Les haines s’expriment
Sur le fond, elle paraît déterminée à maintenir le cap de la main tendue. La «solidarité» est la seule option possible pour l'Europe et la fermeture des frontières «une illusion», a-t-elle martelé le 15 octobre. Elle en reste donc au crédo énoncé à la fin de l’été : «Wir schaffen das», «Nous y arriverons». En clair, il faut avoir confiance.
 
Excès d’optimisme ? Dans une interview au FAZ le 18 octobre, elle explique : «J’ai une image très réaliste de ce qui se passe aux frontières et dans les collectivités locales, et de l’ampleur des tâches qui nous attendent. Et c’est pour cette raison, par exemple, que j’ai demandé le rétablissement temporaire des contrôles aux frontières. En même temps, je suis effectivement convaincue que notre pays, qui est fort, est en mesure, avec ses citoyens, de relever ce défi avec succès.» «Je travaille avec toutes mes forces pour trouver des solutions viables, lesquelles ne dépendent pas que des Allemands et demandent un peu de temps», ajoute-t-elle.

Copie écran Bild «Bild cloue au pilori personnes haineuses»
Copie d'écran de Bild: «Bild cloue au pilori les personnes haineuses». Le journal publie des messages racistes publiés sur Facebook avec les noms et les photos de leurs auteurs. © DR

Cela suffira-t-il à répondre à l’inquiétude d’un certain nombre de ses compatriotes ? La tâche est malaisée, Il suffit de lire ce «post», publié sur tel «blog anti-Merkel», dont l’auteur, qui signe sous le pseudo «jurabuch», tient la chancelière «pour une criminelle». Autre exemple : la page publiée par le quotidien populaire Bild qui entend clouer «au pilori les personnes haineuses» en publiant des messages racistes reçus sur Facebook avec les noms et les photos de leurs auteurs.

L’extrême droite n’est pas loin.
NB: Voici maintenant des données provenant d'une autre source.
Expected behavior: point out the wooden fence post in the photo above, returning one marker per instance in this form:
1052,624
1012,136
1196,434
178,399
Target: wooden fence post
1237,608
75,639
Le Monde rapporte ainsi les propos d’un dirigeant du NPD (Parti national-démocrate d’Allemagne), Udo Pastörs. Il dénonce «un fade cloaque commercial cocaméricanisé où l’on fête au nom de l’intégration un fier Massaï avec une bouteille de Coca. Mais on lui prend sa dignité et on nous prend aussi notre dignité (…). On se raconte des histoires en prétendant que ces gens sont heureux d’être ici.»

«Pour moi, les Allemands ont de plus en plus peur de leur propre courage», commente une journaliste. «Ils voient que le flux des réfugiés ne tarit pas. Les gymnases sont pleins, maintenant, c’est au tour des casernes de loger des réfugiés. (…) Il y a encore beaucoup de gens prêts à les aider. Mais ils sont à bout».